RUSSIAN navy vessels were patrolling the Atlantic yesterday in search of a Maltese-flagged ship that has been missing for more than two weeks since sailing through the English Channel.

The Arctic Sea, its 15 Russian crew members and its €1.3 million cargo of timber had been due to make port on August 4 in Algeria but hasn’t arrived.

The ship was last heard from on July 28, making contact with British maritime officials and then sailing through the Dover Strait.

Speculation on what might have happened has ranged from theories that it might have been carrying secret cargo to the possibility that it fell victim to an almost unheard of case of sea banditry in European waters.

“If this is a criminal act, it appears to be following a new business model,” marine intelligence expert Graeme Gibbon-Brooks said.

Malta Maritime Authority said the MV Artic Sea “has not approached the Straits of Gibraltar, which indicates that the ship headed out in the Atlantic Ocean”.

Russian President Dmitry Medvedev ordered that “all necessary measures” be taken to find the missing ship, and the Russian navy turned all of its vessels in the Atlantic — including three landing ships, a frigate and two nuclear-powered submarines — to search.

Finnish police said they also were assisting in the investigation.

The ship had reported being attacked on July 24 off the Swedish island of Oland. It said a group of 10 masked men had boarded, tied up the crew and beat them before leaving 12 hours later in a high-speed inflatable boat, Swedish police said.

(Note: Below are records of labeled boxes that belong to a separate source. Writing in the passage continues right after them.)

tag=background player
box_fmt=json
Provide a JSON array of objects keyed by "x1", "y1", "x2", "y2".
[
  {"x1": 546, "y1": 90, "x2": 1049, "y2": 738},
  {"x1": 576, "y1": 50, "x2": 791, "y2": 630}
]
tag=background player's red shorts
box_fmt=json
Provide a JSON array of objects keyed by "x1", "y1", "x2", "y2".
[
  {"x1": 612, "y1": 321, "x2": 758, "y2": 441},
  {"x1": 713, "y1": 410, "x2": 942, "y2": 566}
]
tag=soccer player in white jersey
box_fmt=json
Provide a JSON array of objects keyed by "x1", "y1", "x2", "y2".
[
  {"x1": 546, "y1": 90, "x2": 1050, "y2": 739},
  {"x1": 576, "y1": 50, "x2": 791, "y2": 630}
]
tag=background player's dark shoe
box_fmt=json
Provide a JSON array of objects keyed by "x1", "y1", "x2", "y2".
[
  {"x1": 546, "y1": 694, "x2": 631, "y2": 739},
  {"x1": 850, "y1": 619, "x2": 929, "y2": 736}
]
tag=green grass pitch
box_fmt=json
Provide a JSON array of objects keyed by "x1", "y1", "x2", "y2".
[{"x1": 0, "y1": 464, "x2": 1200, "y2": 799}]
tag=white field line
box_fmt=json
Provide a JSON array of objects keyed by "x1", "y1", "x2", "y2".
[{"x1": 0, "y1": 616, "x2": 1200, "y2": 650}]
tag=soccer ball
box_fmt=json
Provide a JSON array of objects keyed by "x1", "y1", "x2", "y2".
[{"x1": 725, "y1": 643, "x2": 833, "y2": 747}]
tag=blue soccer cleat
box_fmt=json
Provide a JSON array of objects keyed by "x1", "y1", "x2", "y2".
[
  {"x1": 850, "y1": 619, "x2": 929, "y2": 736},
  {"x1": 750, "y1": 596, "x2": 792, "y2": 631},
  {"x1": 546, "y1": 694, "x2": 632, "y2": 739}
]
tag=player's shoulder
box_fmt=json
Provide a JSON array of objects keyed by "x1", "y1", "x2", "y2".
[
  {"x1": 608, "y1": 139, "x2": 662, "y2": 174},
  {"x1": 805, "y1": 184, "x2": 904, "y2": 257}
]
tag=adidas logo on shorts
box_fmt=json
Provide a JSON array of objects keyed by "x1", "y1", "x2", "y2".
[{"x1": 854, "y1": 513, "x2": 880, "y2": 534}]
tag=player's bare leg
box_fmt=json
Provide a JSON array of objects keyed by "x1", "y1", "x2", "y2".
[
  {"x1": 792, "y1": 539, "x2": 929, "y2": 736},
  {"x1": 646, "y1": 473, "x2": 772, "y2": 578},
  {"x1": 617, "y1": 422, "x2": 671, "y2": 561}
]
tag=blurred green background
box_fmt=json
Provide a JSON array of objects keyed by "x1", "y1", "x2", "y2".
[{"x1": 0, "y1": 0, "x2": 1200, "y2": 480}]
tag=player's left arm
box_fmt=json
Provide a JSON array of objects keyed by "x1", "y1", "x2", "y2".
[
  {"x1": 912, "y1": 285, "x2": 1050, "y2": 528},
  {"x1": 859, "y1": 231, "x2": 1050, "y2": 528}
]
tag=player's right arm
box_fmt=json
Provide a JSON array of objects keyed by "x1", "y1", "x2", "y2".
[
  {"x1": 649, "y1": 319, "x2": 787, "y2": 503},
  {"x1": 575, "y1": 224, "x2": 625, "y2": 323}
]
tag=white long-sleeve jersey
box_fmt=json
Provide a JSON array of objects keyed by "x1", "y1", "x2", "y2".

The Arctic Sea, having begun its journey in Finland, said the masked men identified themselves as police officers — but Swedish police said they hadn’t searched any ships in that area.

“We were very puzzled when we first heard about this,” Swedish police investigator Ingemar Isaksson said at the time. “I have never heard of anything like this in Swedish waters.”

On July 28, the Arctic Sea made routine contact with British maritime authorities as it passed through the busy Dover Strait, one of the world’s busiest shipping lanes.

The ship offered what appeared to be a routine report — identifying itself and its cargo, and saying where it had come from and where it was going, said Mark Clark of Britain’s Maritime and Coastguard Agency.

He said the agency is “extremely curious” about what happened to the ship. “There is no coastguard I know who can remember anything like this happening,” Clark said.

Where the ship was next spotted is uncertain. Russian media reports say the last contact was on July 30 when the ship was in the Bay of Biscay, and that it was later spotted by a Portuguese patrol plane, but there was no contact.

But Portuguese Navy spokesman Commander Joao Barbosa said “we can guarantee that the ship is not in Portuguese waters nor did it ever pass through Portuguese waters”.

The cargo was shipped by Finnish wood supplier Rets Timber, which also said it had no information about the ship’s whereabouts.